SEC Open Meeting December 13
By: Cydney Posner
Even though it was trimmed a bit, the SEC's agenda for today's marathon open meeting (ended at 5:00 p.m. today) was unusually ambitious. Among the items considered:
Management’s Report on Internal Control Over Financial Reporting
The SEC decided to propose interpretive guidance to assist company management in planning and performing its annual evaluation of internal control over financial reporting. The guidance recognizes that tasks of management and auditors with respect to assessment of internal control are different and that distinct guidance is necessary for management. The guidance assumes the adoption of a new AS2 (expected to be proposed by the PCAOB next week) that no longer requires the auditors to evaluate the efficacy of the methods used by management, thereby allowing management to look to the SEC's guidance for methods. There was no discussion of delaying compliance with the rule for small issuers.

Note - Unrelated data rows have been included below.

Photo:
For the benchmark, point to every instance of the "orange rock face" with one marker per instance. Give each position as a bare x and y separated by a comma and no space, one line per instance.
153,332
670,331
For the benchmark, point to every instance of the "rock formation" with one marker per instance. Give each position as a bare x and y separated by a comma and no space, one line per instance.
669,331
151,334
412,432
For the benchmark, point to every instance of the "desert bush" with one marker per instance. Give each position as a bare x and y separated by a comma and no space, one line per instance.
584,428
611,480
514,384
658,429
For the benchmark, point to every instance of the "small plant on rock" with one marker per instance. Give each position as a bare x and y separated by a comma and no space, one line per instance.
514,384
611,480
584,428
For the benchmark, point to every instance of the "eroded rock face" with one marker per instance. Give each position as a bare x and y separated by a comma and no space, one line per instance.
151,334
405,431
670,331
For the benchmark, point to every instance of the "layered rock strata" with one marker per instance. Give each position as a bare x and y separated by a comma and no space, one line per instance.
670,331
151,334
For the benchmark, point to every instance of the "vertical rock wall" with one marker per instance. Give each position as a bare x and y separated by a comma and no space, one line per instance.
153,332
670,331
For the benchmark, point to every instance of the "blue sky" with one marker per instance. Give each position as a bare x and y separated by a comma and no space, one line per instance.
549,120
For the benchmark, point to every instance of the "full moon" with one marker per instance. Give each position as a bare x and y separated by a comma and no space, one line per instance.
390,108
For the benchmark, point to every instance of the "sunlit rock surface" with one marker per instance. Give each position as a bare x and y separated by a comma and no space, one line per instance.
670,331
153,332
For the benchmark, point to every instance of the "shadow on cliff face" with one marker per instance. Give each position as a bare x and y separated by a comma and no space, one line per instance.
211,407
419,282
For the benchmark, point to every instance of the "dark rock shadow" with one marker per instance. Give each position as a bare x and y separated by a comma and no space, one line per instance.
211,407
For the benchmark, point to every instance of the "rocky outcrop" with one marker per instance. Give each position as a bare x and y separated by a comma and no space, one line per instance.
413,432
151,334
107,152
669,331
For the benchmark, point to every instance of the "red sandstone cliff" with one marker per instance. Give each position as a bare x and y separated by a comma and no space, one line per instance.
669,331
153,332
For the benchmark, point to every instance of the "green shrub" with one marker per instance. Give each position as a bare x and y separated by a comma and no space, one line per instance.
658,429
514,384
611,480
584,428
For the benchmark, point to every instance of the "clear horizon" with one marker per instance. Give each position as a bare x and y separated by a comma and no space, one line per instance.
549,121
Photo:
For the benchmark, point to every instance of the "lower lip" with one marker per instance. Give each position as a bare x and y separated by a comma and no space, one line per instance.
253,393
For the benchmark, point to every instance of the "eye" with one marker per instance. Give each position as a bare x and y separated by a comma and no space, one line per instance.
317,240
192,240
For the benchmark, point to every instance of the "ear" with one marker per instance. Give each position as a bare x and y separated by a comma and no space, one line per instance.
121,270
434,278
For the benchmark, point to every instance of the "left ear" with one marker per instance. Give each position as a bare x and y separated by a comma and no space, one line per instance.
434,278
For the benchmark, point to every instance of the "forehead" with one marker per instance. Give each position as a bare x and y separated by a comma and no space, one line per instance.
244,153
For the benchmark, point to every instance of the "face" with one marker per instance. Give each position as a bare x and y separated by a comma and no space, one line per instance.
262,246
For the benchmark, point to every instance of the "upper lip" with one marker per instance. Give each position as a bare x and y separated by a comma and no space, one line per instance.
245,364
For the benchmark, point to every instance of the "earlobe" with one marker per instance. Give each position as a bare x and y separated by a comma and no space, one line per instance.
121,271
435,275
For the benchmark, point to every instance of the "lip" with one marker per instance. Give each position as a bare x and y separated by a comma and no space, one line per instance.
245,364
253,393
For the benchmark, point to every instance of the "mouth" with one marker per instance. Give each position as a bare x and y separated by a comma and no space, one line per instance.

At the meeting, John White reaffirmed that the objective of internal control is to foster preparation of reliable financial statements and to bring information regarding material weaknesses to the attention of the investing public. With that goal in mind, the new guidance is designed to allow management to focus on areas where there are high risks of material misstatements and a reasonable possibility of affecting the financial statements. The new guidance is intended to be scalable and to rationalize the planning and conduct of the evaluation, but is not prescriptive.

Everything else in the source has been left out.